Dire que l’IA évolue à un rythme différent à cause de la pensée éthique est déjà une évolution en soi. Les dangers des algorithmes dans la vie quotidienne sont réels. Ce sont des dangers inhérents au pouvoir de nuisance des suggestions, de l’influence, des algorithmes qui exploitent les faiblesses du cerveau humain.
C’est ce que fait YouTube par exemple, au lieu de passer seulement quelques minutes sur la plateforme, l’utilisateur se retrouve à y passer des heures grâce aux recommandations qui le poussent à rester. Le contenu qui est suggéré présente aussi le risque de polariser la société.
On n’imagine pas à quel point les algorithmes peuvent effectuer ce travail de polarisation, d’influence dans bien des aspects de la société, c’est pourquoi tous les acteurs de la chaîne ont un devoir de vigilance et de lanceur d’alerte.
Les algorithmes d’intelligence artificielle ont des fonctions objectives et elles essayent de les optimiser.
Nous avons le devoir de questionner comment ces fonctions peuvent mener à des impasses éthiques ou des choses éthiquement inacceptables.
Après une extension Visual Studio code pour github, permettant d’assister dans la création de tests unitaires, Ponicode se tourne vers l’évolution de leurs produits et le lancement de nouveaux challenges techniques.
Notre premier produit était un assistant du développeur. Le développeur pouvait soutenir son travail, mais gardait toujours la main. Aujourd’hui Ponicode entre dans une nouvelle ère puisque nous créons des outils qui automatisent.
Cela signifie que le partenaire principal de leurs outils - le développeur - n’est plus le chef d’orchestre dans leur utilisation.
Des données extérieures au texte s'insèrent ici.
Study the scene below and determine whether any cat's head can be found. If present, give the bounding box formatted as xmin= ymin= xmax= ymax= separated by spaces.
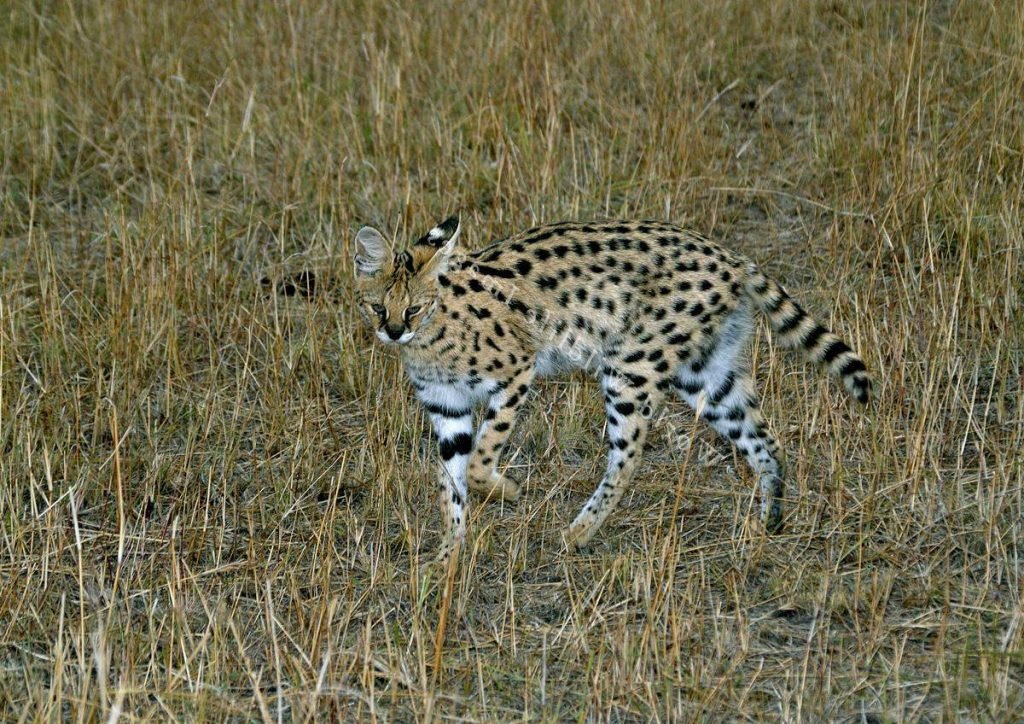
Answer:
xmin=353 ymin=216 xmax=462 ymax=344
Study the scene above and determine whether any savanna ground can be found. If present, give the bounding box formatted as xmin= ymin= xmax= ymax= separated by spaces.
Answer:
xmin=0 ymin=0 xmax=1024 ymax=721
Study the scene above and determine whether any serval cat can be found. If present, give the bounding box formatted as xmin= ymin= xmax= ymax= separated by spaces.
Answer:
xmin=354 ymin=216 xmax=870 ymax=561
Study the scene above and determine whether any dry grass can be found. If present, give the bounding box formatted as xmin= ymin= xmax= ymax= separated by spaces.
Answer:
xmin=0 ymin=0 xmax=1024 ymax=721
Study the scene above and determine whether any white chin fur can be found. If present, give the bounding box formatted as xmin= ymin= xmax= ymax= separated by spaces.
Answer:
xmin=377 ymin=330 xmax=416 ymax=344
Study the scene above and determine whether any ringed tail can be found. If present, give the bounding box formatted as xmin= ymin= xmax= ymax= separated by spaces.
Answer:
xmin=745 ymin=264 xmax=871 ymax=404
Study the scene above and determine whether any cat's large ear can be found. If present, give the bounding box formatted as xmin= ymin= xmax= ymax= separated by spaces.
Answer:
xmin=355 ymin=226 xmax=391 ymax=276
xmin=416 ymin=216 xmax=462 ymax=276
xmin=416 ymin=214 xmax=462 ymax=249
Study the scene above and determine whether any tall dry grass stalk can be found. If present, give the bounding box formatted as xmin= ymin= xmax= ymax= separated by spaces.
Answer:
xmin=0 ymin=0 xmax=1024 ymax=721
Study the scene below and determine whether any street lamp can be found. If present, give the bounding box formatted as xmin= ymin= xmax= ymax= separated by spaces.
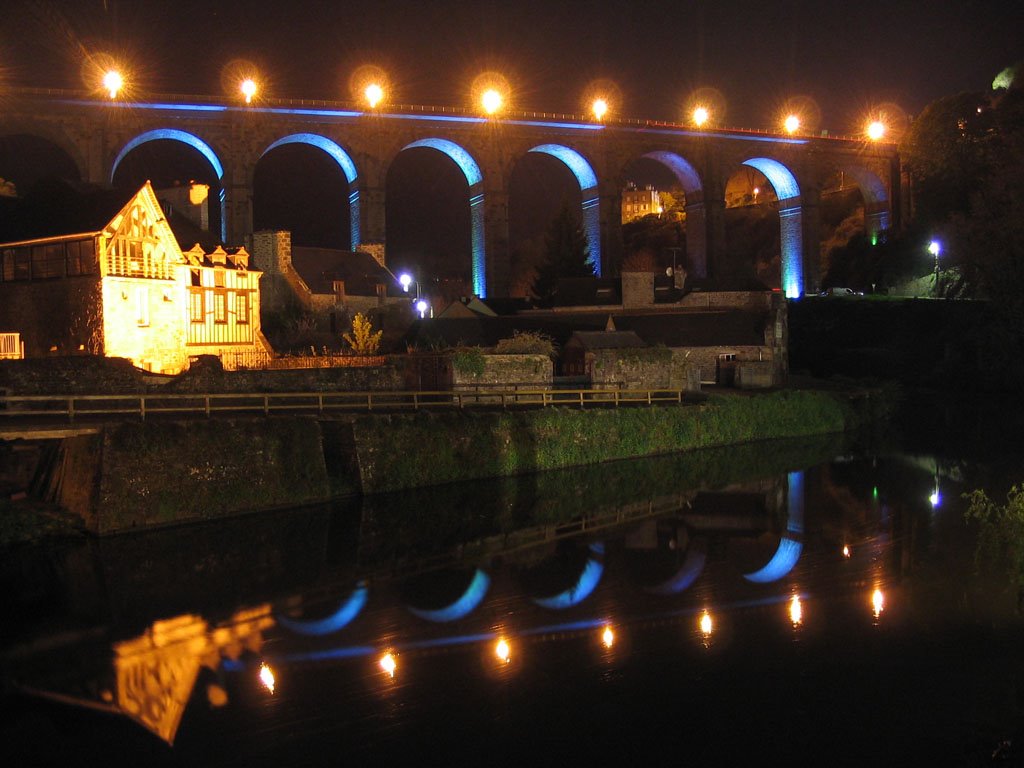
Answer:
xmin=928 ymin=240 xmax=942 ymax=296
xmin=103 ymin=70 xmax=125 ymax=98
xmin=362 ymin=83 xmax=384 ymax=110
xmin=239 ymin=78 xmax=258 ymax=104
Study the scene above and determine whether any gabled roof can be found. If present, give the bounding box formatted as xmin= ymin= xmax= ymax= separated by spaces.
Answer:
xmin=292 ymin=246 xmax=394 ymax=296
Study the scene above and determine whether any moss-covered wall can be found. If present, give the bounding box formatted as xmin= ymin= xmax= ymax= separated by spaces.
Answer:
xmin=96 ymin=418 xmax=330 ymax=534
xmin=353 ymin=391 xmax=854 ymax=493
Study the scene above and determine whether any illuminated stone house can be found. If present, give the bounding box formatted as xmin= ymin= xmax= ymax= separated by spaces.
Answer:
xmin=0 ymin=182 xmax=269 ymax=374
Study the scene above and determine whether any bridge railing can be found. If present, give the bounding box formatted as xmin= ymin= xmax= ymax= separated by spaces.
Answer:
xmin=0 ymin=389 xmax=683 ymax=423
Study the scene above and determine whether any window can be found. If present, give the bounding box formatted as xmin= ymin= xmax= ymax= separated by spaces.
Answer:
xmin=234 ymin=293 xmax=249 ymax=326
xmin=213 ymin=291 xmax=227 ymax=323
xmin=135 ymin=286 xmax=150 ymax=328
xmin=188 ymin=290 xmax=206 ymax=323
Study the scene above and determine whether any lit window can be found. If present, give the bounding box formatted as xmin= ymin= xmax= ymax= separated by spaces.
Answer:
xmin=234 ymin=293 xmax=249 ymax=326
xmin=213 ymin=291 xmax=227 ymax=323
xmin=135 ymin=286 xmax=150 ymax=328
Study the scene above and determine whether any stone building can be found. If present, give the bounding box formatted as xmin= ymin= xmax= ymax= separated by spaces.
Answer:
xmin=0 ymin=182 xmax=269 ymax=374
La principale difficulté est donc de ne plus avoir de feedbacks développeurs en live, comme c'était le cas avec leur assistant.
En intégrant l’automatisation, c’est une information cruciale perdue pour la startup et le développement du produit. Avec l’assistant, même quand on fournit une solution imparfaite à un développeur, il la retouche et cela lui fait tout de même gagner du temps. En intégration continue et déploiement continu (CI/CD), il y a une exigence de qualité plus élevée ce qui représente un gros challenge.
Le défi est donc de ne pas trop en faire quand on automatise ; le développeur n’a plus à dire quand il souhaite solliciter Ponicode et dans quelle mesure. C’est à l’entreprise de paramétrer des filtres sur le nombre de tests unitaires à générer.
Cela peut paraître très théorique, mais cela pose de véritables difficultés techniques.
L’autre challenge chez Ponicode, c’est la solution Dogstring (exclusive au langage Python) qui est pour le moment en bêta publique. Elle leur a permis d’explorer la sémantique du code et plus particulièrement comment transformer du code très structuré destiné à des ordinateurs en code plus léger qui peut être compris par des humains. Un humain n’a pas besoin de tout ce qui est ingéré par un ordinateur pour comprendre le code, car l’humain n’a pas besoin de tout comprendre.
Finalement, ce que fait Ponicode avec Dogstring, c’est épurer la fonction de toute sa lourdeur syntaxique pour en faire une phrase courte en langage naturel.